Witam,
jakiś czas temu złożyłem zestaw komputerowy:
Karta graficzna: Gigabyte GeForce GTX 1060 G1 6GB
Procesor: Intel Core i5-7500
Płyta główna: ASRock H110M-DVS R3.0
Ram: GoodRam PLAY DDR4, 8GB, 2400MHz, CL15
Zasilacz: Corsair CX450M 450W
Obudowa: SilentiumPC Regnum RG2 Pure Black
Chłodzenie CPU: SilentiumPC Fera 2 HE1224
SSD: Transcend 370 128GB
Na samym początku wszystko było ok. Po godzinie od pierwszego uruchomienia zasilacz zaczął brzęczeć. Dźwięk był irytujący, ciągły. Stukanie w obudowę zasilacza zmieniało ton tego buczenia; tak też zlokalizowałem źródło tego hałasu. Położenie obudowy poziomo natychmiastowo rozwiązało problem. Po kilku godzinach problem się ponowił i został rozwiązany w taki sam sposób - położenie komputera poziomo i postawienie go do pionu. Problem wystąpił jeszcze raz około 2 tygodnie później. Dzisiaj minął miesiąc od pierwszego uruchomienia komputera. Problem z brzęczącym zasilaczem pojawił się 3 razy.
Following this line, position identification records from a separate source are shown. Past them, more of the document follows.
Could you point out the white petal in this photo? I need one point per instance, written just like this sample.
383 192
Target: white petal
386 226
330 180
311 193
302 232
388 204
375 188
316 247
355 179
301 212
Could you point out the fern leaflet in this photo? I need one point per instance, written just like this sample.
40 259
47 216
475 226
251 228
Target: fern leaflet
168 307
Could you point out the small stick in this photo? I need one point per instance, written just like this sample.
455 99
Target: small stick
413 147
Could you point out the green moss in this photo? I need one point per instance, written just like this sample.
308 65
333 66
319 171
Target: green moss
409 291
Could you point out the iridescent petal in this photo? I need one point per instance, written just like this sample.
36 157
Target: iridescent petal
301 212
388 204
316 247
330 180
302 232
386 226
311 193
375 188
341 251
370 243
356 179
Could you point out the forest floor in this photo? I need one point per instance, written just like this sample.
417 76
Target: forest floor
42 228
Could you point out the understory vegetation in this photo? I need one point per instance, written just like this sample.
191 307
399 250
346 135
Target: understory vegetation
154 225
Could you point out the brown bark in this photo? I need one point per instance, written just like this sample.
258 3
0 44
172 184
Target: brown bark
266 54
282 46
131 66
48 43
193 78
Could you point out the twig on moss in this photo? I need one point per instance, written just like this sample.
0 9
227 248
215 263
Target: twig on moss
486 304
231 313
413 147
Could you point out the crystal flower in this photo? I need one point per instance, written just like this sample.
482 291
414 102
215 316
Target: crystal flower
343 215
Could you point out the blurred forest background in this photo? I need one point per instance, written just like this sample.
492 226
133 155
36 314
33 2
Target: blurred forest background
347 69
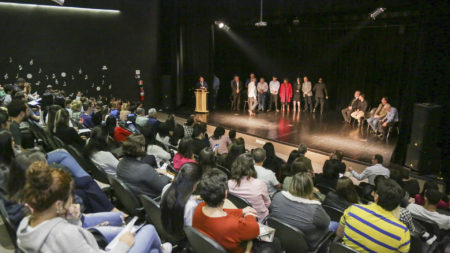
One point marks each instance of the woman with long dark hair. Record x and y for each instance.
(178, 201)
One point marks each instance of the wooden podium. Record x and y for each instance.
(201, 96)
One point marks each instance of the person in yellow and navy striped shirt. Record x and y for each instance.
(374, 227)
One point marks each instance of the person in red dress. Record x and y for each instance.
(285, 94)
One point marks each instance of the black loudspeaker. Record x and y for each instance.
(422, 153)
(167, 92)
(425, 125)
(424, 161)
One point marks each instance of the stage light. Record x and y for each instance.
(222, 25)
(58, 8)
(377, 12)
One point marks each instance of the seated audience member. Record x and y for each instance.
(344, 196)
(125, 110)
(336, 161)
(118, 133)
(141, 119)
(200, 138)
(207, 159)
(235, 151)
(76, 107)
(299, 208)
(371, 172)
(374, 227)
(330, 175)
(346, 112)
(184, 154)
(379, 114)
(138, 175)
(50, 228)
(156, 149)
(267, 176)
(361, 109)
(428, 210)
(410, 185)
(420, 198)
(391, 119)
(178, 202)
(244, 183)
(221, 140)
(64, 132)
(189, 127)
(97, 150)
(272, 162)
(231, 228)
(86, 116)
(18, 112)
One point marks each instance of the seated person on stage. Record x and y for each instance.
(201, 84)
(220, 139)
(374, 227)
(379, 114)
(344, 196)
(266, 175)
(420, 198)
(371, 172)
(346, 112)
(262, 91)
(299, 208)
(231, 228)
(136, 173)
(391, 119)
(428, 211)
(244, 183)
(51, 227)
(185, 154)
(361, 109)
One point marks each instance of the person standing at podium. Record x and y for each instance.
(201, 84)
(236, 87)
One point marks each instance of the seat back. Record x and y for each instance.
(325, 189)
(334, 213)
(238, 201)
(7, 224)
(201, 242)
(292, 240)
(125, 196)
(153, 215)
(341, 248)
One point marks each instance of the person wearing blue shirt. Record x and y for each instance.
(391, 119)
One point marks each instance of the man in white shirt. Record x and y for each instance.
(432, 198)
(274, 86)
(268, 176)
(262, 90)
(371, 172)
(252, 95)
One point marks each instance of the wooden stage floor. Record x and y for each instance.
(322, 134)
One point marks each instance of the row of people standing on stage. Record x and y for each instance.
(379, 119)
(285, 93)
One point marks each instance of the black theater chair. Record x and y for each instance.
(202, 243)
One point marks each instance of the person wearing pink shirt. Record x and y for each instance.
(245, 184)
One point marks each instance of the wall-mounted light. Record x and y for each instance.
(59, 8)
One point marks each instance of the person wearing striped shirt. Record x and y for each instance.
(374, 227)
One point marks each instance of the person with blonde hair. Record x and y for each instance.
(299, 208)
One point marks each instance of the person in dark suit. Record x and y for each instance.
(321, 93)
(347, 111)
(236, 87)
(201, 84)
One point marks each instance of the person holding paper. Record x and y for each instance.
(51, 226)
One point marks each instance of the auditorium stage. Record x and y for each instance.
(322, 134)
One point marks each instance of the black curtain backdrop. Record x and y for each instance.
(65, 41)
(402, 55)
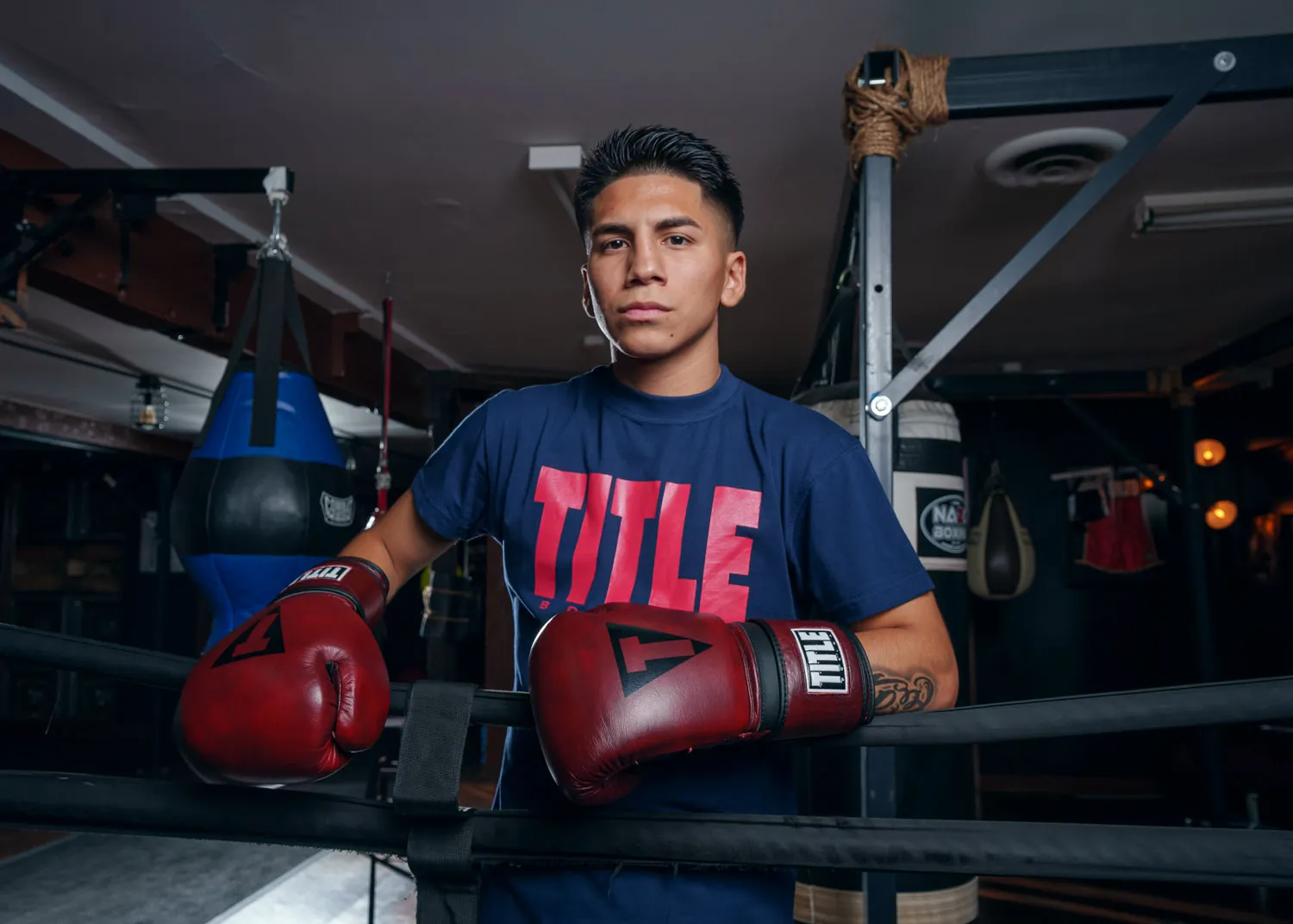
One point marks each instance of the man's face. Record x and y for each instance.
(659, 265)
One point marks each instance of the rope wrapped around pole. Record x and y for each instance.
(881, 118)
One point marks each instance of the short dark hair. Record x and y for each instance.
(656, 149)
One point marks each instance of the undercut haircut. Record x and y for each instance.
(656, 149)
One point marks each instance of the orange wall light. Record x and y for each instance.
(1222, 515)
(1209, 453)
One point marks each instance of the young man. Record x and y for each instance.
(659, 481)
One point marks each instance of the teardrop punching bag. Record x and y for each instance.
(265, 492)
(930, 782)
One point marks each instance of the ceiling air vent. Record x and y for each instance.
(1058, 158)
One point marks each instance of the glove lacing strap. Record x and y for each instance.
(426, 791)
(339, 588)
(771, 672)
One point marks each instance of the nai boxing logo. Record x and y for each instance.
(822, 659)
(325, 572)
(943, 521)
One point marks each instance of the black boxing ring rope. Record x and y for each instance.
(445, 844)
(1246, 701)
(141, 807)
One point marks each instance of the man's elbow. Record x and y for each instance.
(946, 683)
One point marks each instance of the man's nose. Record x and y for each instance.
(646, 265)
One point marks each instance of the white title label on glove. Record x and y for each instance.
(325, 572)
(824, 660)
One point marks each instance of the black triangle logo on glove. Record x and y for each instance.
(644, 655)
(261, 636)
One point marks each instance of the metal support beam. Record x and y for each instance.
(1117, 384)
(876, 359)
(1200, 605)
(1259, 346)
(1205, 75)
(877, 303)
(39, 240)
(1115, 78)
(157, 184)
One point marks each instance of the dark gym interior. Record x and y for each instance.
(1133, 367)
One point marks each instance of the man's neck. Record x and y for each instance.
(677, 377)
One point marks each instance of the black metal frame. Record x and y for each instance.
(134, 193)
(1174, 78)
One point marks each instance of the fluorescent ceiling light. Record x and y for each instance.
(1223, 209)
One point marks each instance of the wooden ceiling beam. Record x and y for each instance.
(171, 290)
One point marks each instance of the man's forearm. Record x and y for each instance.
(398, 543)
(907, 677)
(912, 659)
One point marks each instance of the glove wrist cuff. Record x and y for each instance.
(825, 678)
(361, 582)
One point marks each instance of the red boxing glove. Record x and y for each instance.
(625, 684)
(290, 694)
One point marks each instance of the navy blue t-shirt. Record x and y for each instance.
(729, 502)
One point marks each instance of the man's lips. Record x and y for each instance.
(643, 310)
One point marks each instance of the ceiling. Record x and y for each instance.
(409, 126)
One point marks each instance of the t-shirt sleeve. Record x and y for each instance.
(850, 553)
(452, 491)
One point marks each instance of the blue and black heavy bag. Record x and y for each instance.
(265, 492)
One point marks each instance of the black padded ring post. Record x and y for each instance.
(431, 760)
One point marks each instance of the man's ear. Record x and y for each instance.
(734, 286)
(587, 292)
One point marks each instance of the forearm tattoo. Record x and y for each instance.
(896, 693)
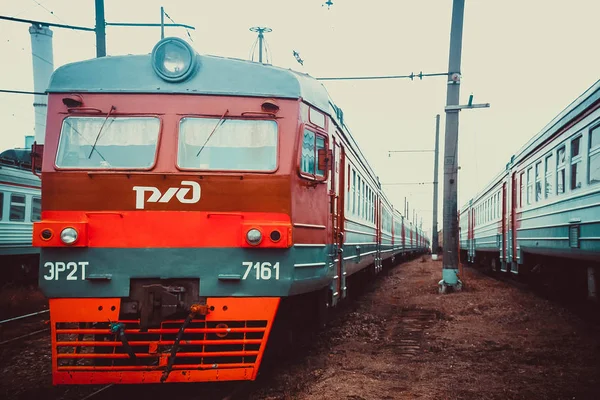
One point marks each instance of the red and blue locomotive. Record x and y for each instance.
(184, 198)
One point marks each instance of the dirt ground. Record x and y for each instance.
(403, 340)
(399, 340)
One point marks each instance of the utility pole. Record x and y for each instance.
(100, 29)
(43, 67)
(450, 219)
(434, 238)
(162, 22)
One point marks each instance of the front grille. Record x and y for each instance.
(90, 346)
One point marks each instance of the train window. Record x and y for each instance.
(235, 145)
(594, 162)
(549, 165)
(36, 209)
(576, 172)
(320, 146)
(103, 143)
(17, 208)
(538, 181)
(530, 186)
(353, 192)
(522, 193)
(560, 170)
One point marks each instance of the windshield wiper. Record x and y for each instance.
(217, 126)
(100, 131)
Czy powinienem to zignorować, czy jednak warto coś z tym zrobić?
Pewnie to chłodzenie zasilacza o coś ociera i jeśli dobrze chłodzi zasilacz to można zignorować chociaż nie jestem pewny
Ocieranie raczej nie wchodzi w grę. Buczenie stało się nagle, przy przeglądaniu neta. Położenie komputera poziomo rozwiązało problem, więc podejrzewam, że to coś z wentylatorkiem nie tak.
Nasmaruj łożyska wentylatora możliwe że to pomoże
Obudowa wibruje. Przesuwaj dopóty nie będzie luzu między ścianami i podstawą.
Że co? Przeczytaj jeszcze raz co napisałem. W ciągu 1 miesiąca buczenie trwało może z 15 minut.